[Adapted from a paper By Sue Stuyvesant - who penned a short about why there were no parents at a meeting, after a public school administrator complained "Where are the parents?" The author of this adapted version wishes to remain anonymous.]
Where are the parents?
They are on the phone to doctors and hospitals, fighting with insurance companies, wading through the red tape In order that their child's medical needs can be properly addressed. They are buried under a mountain of paperwork and medical bills, trying to make sense of a system that seems designed to confuse and intimidate all but the very savvy. They are weary because everyone says they cannot help them, and oh, Autism is excluded from your health insurance policy because it is a psychological problem, not a physiological problem.
Where are the parents?
They are on the phone to school districts, teachers, special education administrators, trying to get what is just for their children. They are buried under a mountain of regulations and laws that purport to help them, but just serve to confuse them. They are trying to become school house
lawyers just to get what the law already says they are their rights. They try to explain why it is not acceptable for Johnny or Mary to sit in the chair without stimulation for four hours a day, or why circle time is just not something that a child with autism can understand.
Where are the parents?
They are at home, diapering their 6 year old son. They are chasing their child, who does not understand the need to eat, or who is allergic to food, because of the exorbitant behavior the allergies to food bring on. They spend hours trying to convince a child to eat that has no interest. They are administering medications, hoping and wondering if there is anything that science will do to help.
Where are the parents?
They are sitting, bleary eyed and exhausted, in hospital emergency rooms, waiting for tests results to come back and wondering: is this the time when my child doesn't pull through?
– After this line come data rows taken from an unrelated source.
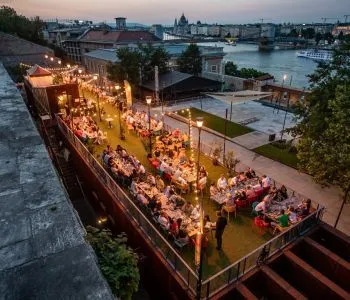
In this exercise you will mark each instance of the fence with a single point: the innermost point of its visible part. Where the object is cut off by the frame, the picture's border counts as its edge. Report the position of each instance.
(222, 279)
(187, 275)
(233, 272)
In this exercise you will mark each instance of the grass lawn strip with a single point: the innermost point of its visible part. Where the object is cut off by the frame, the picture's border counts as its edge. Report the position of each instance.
(216, 123)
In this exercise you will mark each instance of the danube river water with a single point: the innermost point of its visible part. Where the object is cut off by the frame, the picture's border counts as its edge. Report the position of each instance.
(276, 62)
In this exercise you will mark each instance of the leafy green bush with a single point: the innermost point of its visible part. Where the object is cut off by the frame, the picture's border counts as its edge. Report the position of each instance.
(118, 262)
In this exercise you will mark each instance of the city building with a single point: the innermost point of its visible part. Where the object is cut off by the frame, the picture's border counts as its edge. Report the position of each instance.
(97, 61)
(120, 23)
(157, 30)
(181, 27)
(14, 50)
(94, 39)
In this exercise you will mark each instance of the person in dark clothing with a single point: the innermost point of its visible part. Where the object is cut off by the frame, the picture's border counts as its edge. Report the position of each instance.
(221, 223)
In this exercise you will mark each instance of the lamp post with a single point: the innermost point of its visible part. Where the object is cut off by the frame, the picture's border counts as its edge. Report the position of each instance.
(98, 101)
(279, 102)
(285, 115)
(149, 101)
(198, 247)
(121, 134)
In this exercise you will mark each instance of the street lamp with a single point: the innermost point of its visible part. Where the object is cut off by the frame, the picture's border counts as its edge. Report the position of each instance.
(198, 247)
(149, 101)
(98, 100)
(279, 102)
(285, 115)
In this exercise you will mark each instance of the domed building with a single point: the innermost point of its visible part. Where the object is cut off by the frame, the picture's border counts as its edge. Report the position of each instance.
(182, 27)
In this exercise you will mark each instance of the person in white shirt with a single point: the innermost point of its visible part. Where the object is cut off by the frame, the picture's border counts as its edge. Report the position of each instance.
(213, 190)
(141, 169)
(141, 198)
(222, 183)
(178, 173)
(261, 207)
(265, 181)
(163, 166)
It seems that Johnny ran out into the road because he did not know any better.
Where are the parents?
They are incapacitated, after the sleeping aid the doctor prescribed for Johnny had the opposite effect, and caused the child to stay up for 10 straight days. Somehow, they were not able to come to the meeting.
Where are the parents?
They are home reading books about behaviorism and psychology, hoping to learn enough to make some difference in their child's lives, because the professionals have told them that discreet trial or 40 hours a week of intense behavioral intervention is not appropriate for a child. The child needs to play; they say, but the child does not know how to play. The child needs to socialize; they say, but the child does not know how to play.
Where are the parents?
They are sleeping in shifts because their child won't sleep more than 2 or 3 hours a night, and must constantly be watched, lest he do himself, or another member of the family, harm. They have not slept in years. They are sitting at home with their child because family and friends are either too intimidated or too unwilling to help with child care and the state agencies that are designed to help are suffering cut backs of their own.
Where are the parents?
They are trying to spend time with their non-disabled children, as they try to make up for the extra time and effort that is critical to keeping their disabled child alive. They are struggling to keep a marriage together, because adversity does not always bring you closer. They are working
2 and sometime 3 jobs in order to keep up with the extra expenses. They cannot make the meeting because it was only acceptable to the professionals to hold it during the day, when the parent has to be at work. There is no vacation left, or sick days. And sometimes they are a single parent struggling to do it all by themselves.
Where are the parents?
They are trying to survive in a society that pays lip service to helping those in need, as long as it doesn't cost them anything. They are trying to patch their broken dreams together so that they might have some sort of normal life for their children and their families.
They are busy, just trying to survive.